Teddy: “Just to remind you Mr. President, the three of us are all very liberal, are you sure you want to go ahead with the joke.
Dubya: “uh, I guess not, not if I’m gonna have to explain it three times.”
TK: No honey, really, the hearings are over and we’re deliberating now. Sigh…no, I don’t plan on driving over any bridges, very funny. Look, the other Senators don’t have to got through this every time THEY stay in Washington for the weekend.
The view from Monica’s “beret-cam” as she prepares to “interview” for the role of Senate intern.
Buffet? Buffet?? Buffet??
Dodd: “Damn – is that Sean Penn going by?”
Lieberman: “Ayuh. Does he realize what a tool he looks like, using that little red cup to bail out his boat? Oy.“
Kennedy: “Bail? Whaddaya mean, bail?”
The Three Stooges are calling for bids at three different escort services to see who has the better price.

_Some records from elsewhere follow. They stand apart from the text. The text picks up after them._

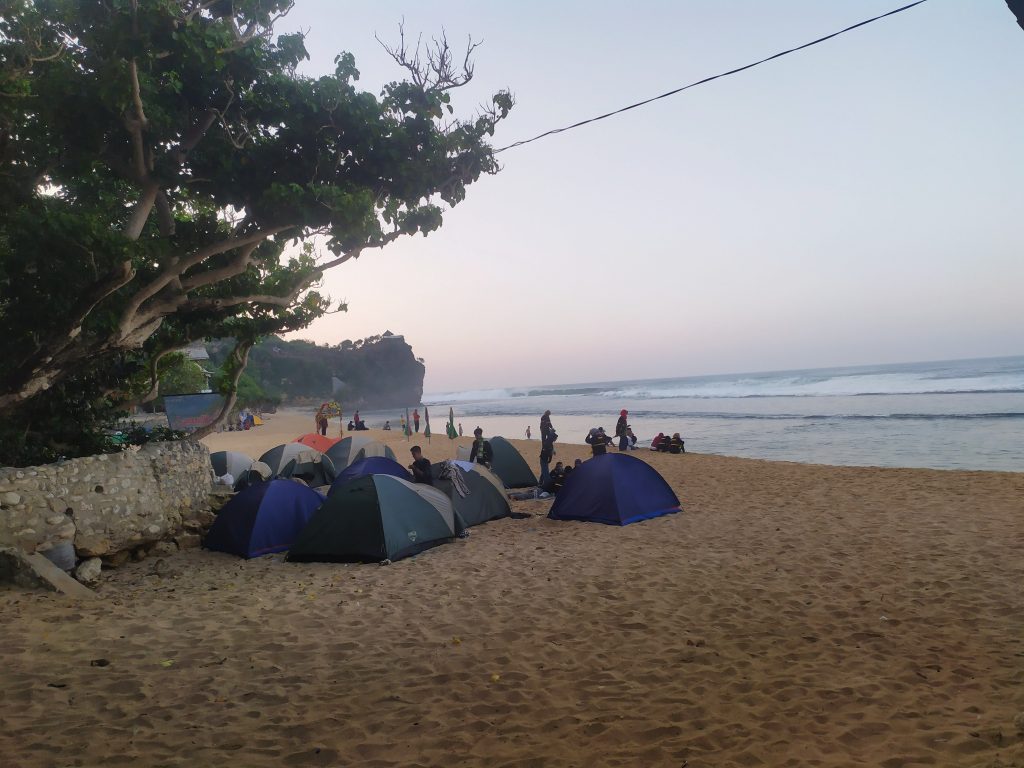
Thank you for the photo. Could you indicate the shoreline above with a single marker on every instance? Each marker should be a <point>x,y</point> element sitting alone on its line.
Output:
<point>289,422</point>
<point>791,614</point>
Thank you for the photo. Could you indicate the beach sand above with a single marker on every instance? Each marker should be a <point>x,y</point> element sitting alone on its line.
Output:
<point>791,615</point>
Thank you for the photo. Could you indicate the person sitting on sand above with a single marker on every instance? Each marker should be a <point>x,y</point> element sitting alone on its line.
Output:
<point>420,467</point>
<point>481,453</point>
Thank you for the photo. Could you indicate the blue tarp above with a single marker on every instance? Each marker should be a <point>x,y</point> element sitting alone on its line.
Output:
<point>189,412</point>
<point>614,488</point>
<point>372,465</point>
<point>263,518</point>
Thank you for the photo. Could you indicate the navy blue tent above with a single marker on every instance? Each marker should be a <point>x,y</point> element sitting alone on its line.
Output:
<point>372,465</point>
<point>614,488</point>
<point>263,518</point>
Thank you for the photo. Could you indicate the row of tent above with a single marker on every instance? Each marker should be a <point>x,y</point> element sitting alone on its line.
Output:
<point>317,460</point>
<point>373,511</point>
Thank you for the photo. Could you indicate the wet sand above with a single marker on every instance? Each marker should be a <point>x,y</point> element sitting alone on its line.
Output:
<point>791,615</point>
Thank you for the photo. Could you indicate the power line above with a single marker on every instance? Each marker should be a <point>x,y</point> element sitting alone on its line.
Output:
<point>709,79</point>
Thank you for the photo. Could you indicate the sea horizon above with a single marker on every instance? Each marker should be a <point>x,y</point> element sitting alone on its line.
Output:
<point>964,414</point>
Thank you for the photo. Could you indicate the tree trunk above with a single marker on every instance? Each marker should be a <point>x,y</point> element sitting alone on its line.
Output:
<point>237,366</point>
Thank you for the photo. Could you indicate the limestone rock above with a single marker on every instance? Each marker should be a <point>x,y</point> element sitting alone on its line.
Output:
<point>163,549</point>
<point>117,559</point>
<point>35,571</point>
<point>187,541</point>
<point>88,570</point>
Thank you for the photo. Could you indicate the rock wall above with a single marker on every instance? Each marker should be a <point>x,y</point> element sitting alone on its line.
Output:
<point>109,504</point>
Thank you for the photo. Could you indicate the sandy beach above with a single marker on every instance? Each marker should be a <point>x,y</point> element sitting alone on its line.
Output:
<point>791,615</point>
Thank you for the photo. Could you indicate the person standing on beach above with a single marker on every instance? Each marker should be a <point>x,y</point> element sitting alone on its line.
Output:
<point>621,428</point>
<point>547,452</point>
<point>481,453</point>
<point>598,441</point>
<point>420,467</point>
<point>546,425</point>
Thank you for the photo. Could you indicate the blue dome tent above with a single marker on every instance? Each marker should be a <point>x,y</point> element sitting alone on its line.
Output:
<point>614,488</point>
<point>263,518</point>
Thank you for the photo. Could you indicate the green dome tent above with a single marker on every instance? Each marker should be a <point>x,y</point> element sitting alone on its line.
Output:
<point>229,462</point>
<point>376,518</point>
<point>510,466</point>
<point>279,457</point>
<point>355,448</point>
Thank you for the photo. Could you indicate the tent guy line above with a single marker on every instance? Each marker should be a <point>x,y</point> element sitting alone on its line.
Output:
<point>709,79</point>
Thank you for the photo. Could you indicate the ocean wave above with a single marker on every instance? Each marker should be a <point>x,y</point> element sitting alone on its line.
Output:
<point>949,379</point>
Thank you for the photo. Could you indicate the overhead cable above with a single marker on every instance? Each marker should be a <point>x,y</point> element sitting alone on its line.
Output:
<point>709,79</point>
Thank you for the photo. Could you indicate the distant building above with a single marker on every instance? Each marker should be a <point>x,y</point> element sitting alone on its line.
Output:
<point>197,351</point>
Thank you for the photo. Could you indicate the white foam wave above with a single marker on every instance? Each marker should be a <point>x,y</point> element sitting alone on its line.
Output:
<point>469,395</point>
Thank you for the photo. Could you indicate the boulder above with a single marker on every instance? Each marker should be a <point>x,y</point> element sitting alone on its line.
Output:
<point>163,549</point>
<point>61,555</point>
<point>35,571</point>
<point>187,541</point>
<point>117,559</point>
<point>88,570</point>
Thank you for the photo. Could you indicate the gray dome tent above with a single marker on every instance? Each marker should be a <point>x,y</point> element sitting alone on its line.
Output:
<point>354,448</point>
<point>279,457</point>
<point>510,466</point>
<point>483,502</point>
<point>375,518</point>
<point>229,462</point>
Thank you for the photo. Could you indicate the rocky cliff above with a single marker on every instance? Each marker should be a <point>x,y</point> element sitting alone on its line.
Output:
<point>375,373</point>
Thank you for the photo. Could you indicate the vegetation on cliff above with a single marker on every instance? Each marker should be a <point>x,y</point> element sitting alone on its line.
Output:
<point>376,372</point>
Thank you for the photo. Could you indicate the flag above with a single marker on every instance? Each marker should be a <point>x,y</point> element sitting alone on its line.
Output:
<point>451,428</point>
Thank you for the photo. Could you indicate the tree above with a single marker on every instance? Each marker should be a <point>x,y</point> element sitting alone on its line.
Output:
<point>181,376</point>
<point>157,158</point>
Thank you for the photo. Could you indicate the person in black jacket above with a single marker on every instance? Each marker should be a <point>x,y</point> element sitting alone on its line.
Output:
<point>481,452</point>
<point>420,467</point>
<point>598,441</point>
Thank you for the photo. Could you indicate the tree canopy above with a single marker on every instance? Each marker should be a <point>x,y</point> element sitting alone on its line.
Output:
<point>163,171</point>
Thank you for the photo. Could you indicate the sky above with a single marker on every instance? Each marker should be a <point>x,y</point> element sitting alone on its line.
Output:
<point>856,203</point>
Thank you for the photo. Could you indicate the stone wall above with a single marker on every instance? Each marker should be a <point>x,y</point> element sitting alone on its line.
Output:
<point>109,504</point>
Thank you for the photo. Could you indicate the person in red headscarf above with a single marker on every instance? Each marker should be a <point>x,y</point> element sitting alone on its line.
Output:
<point>621,428</point>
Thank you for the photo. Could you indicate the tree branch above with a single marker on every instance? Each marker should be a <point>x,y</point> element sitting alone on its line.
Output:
<point>174,270</point>
<point>238,265</point>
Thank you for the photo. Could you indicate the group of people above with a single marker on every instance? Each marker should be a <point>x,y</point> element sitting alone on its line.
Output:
<point>355,424</point>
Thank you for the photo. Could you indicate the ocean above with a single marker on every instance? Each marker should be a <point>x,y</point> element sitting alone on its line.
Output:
<point>947,415</point>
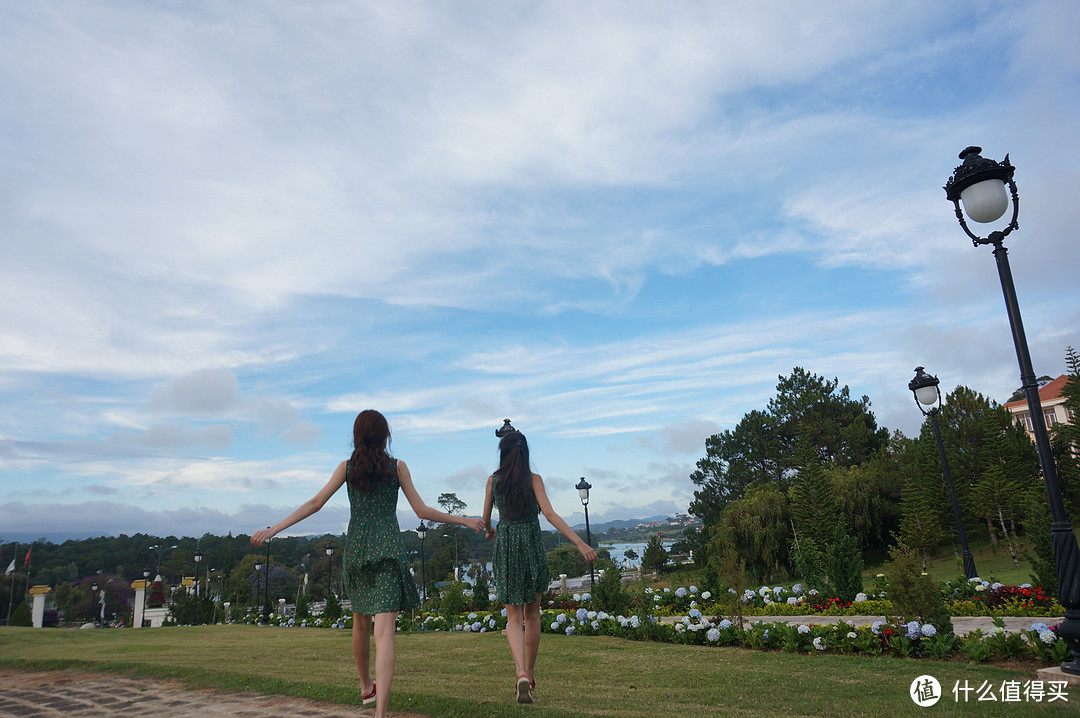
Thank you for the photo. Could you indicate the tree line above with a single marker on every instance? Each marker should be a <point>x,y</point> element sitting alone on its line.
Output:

Lieberman and Dodd patiently “hang on the line” waiting for Senator Kennedy to prove that you really can “conference” cell phone calls.
“Pork.”
“Pork.”
“More Pork.”
“Angels, this is Charlie – I have another assignment for you….”
I don’t know about you guys, but mine is waaaaaaay too much hand and not enough mouth.
“Are you SERIOUS?! Howie said WHAT?!”
Three Blind “Demo-rats”…
Meanwhile, back at the Astrodome, a young evacuee stumbles upon Papa Doc’s voodoo dolls and starts playing make-believe fat-cat.